Tuesday, April 01, 2008

My Spanish Policy

When my great-grandparents sailed from Napoli to Ellis Island, they did their best to leave their Italian language behind them. When I wanted to learn Italian, I had to go to university classes because their children - my grandfather and great aunt and uncles - did not speak it. This has always felt like a terrible loss, unnecessary and tragic.

"Hello. Somebody speak Spanish?"

At the center, we serve a bilingual community. Our receptionist and three of our directors are also bilingual. Yet I often answer the phone myself, and my Spanish is lousy. In my mouth, the Spanish language falls with a sound like dried peppers being poured onto a wood floor.
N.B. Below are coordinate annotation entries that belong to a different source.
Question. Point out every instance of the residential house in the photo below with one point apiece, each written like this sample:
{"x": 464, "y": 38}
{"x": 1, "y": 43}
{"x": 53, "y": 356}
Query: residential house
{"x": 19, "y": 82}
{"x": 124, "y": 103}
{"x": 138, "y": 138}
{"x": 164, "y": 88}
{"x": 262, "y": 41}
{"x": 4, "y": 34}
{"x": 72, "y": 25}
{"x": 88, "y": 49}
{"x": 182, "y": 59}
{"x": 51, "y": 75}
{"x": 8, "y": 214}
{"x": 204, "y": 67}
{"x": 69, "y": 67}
Fifteen years ago, I attempted to learn Swedish, and while I caught on to reading and writing very quickly, my pronunciation drove my native-speaking Swedish girlfriend into fits. So aside from a smattering of Italian, I stick to English. For some enquiries, I pass these callers on to someone who speaks Spanish.

Other times, I don't. Most of the routine callers know who they wish to speak with, or have a simple transactional question. What is our address? What time are we open? Are we open on Good Friday?
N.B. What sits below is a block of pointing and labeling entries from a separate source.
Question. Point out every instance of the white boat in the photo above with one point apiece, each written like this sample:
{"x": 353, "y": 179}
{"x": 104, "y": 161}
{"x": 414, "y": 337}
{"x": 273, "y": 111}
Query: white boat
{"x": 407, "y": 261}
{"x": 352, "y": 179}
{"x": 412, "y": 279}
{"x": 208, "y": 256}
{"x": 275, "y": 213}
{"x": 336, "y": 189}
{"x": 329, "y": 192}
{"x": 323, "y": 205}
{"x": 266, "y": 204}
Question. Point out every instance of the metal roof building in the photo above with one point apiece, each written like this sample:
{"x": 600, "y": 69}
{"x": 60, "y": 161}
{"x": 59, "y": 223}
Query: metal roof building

The transactional english required for retrieving this information is not too much to ask, so I stick them out. "What is your question?" I speak slowly and encourage them to ask me. Sometimes, they will actually put an english-speaking relative on the phone just so they can ask me, "Can you put someone who speaks Spanish on the phone?"

"She's on another call. Please let me help you."
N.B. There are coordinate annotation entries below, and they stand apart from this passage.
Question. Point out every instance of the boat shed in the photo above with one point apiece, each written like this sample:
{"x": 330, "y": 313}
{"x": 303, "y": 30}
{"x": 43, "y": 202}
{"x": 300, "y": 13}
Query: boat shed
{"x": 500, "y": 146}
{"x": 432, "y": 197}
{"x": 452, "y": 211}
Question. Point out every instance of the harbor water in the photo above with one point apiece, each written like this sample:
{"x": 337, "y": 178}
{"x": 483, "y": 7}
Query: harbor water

Once or twice, the question has been more than I can handle, and the answer then is to invite them to hold for one moment and then get them a bilingual employee for assistance. The majority, however, are simple enquiries. And more often than not, the folks actually have sufficient english to ask their question. I can make out enough Spanish to meet them halfway when necessary.

2 comments:

Andrew said...

During my time in L.A. this has never ceased to amaze me. Every other speaker of every other language seems content to learn English and use English here, speaking their native language at home. This is a good way of interacting, I think, as according to the 2000 census 82% of the U.S. population speaks only English.

The exception to these other languages though is Spanish. It seems that Spanish speakers in this country refuse to learn English, and in fact, expect everyone they talk with to know Spanish. I don't understand why this is the case. Obviously the majority of the country does not speak Spanish, so why expect it?

Maybe it's just here in L.A., but it would make more sense to me for every non-English speaker to attempt to learn English, at least while you're here. I would do the same in your country. If I was in Spain, I would not expect people to speak English. I would attempt to speak Spanish. And THAT would be hysterical!

Anonymous said...

My daughter spent most of January in Guatemala learning Spanish in a total immersion program. (6+ hours of instruction daily with a non-English speaking tutor and accommodations in a host home where no English was spoken) She learned a LOT in just three weeks! Her main reason for wanting to learn was so when we travel to Mexico on mission trips she can converse with the families we help.

I think everyone living in this country should be able to speak English, but I also think it would be nice if kids coming out of US schools were bi-lingual. I have a friend in France (raising six kids) and schools there expect kids to be multi-lingual.